転生アラサー腐女子はモブですから!?

包囲網

「ほら、怖がらないで。バランスを崩しても俺が支えるから大丈夫だ。足を踏み出して」

 昼食の席でも、キースに甲斐甲斐しくお世話をされたアイシャは、悶絶するほどの羞恥地獄を味わいながら、なんとか食事を終えた。しかし、彼女の羞恥地獄はまだ終わっていなかった。

 専属侍女に予告されていた通り、歩行練習をキースと二人することになったアイシャは、問答無用でキースに抱き上げられ、隣の部屋へと連れて来られた。始めは抵抗していたアイシャだったが、続き扉から隣室へと入った瞬間、その内装の素晴らしさに、お姫さま抱っこなる恥ずかしい状況であることも、頭の中から吹き飛んだ。

 隣室には、アンティーク調のソファと可愛らしい猫脚のテーブルセットが配置され、壁際に置かれたガラス製のキャビネットの中には、可愛らしいドールハウスが飾られている。

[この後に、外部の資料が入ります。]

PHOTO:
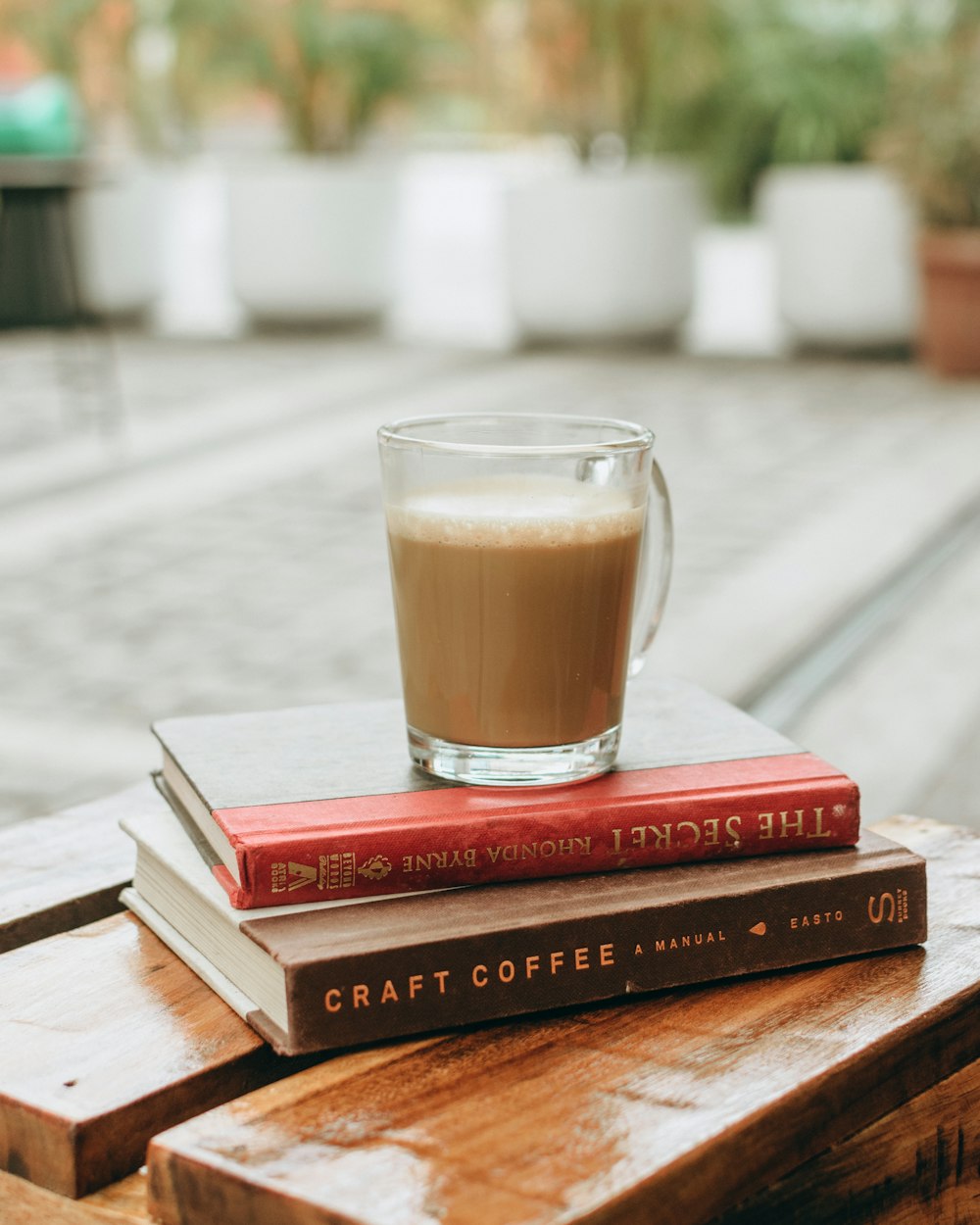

 部屋に飾られた風景画にしても、壁際のテーブルの上に置かれている色鮮やかな花々が生けられた花瓶にしても、ここで長い時間を過ごすことになる女性が退屈しないように、配慮され飾られていると分かる。滞在する人のことを考えて設られた内装に、アイシャは感心しきりだった。

 キースに手を引かれての歩行練習は、部屋の中をじっくりと観察出来る時間でもあり、思いの外、とても楽しい歩行練習となった。

「そろそろ休憩にしようか」

 アイシャをソファに座らせたキースが、すかさず隣へと座り、呼び鈴を鳴らす。直ぐに、ワゴンを押し入って来た侍女達が、目の前のテーブルにお茶やお菓子を手際よくセットし、あっと言う間に立ち去る。侍女達の見事な連携プレイに、アイシャは、キースと手を繋ぎ密着して座っているという恥ずかしい状況であることも忘れ、彼女達の動きに見入っていた。

 扉から退出する専属侍女にウィンクされ、やっと今の恥ずかしい状況を思い出したアイシャが、顔を真っ赤にして俯いたのは、言うまでもない。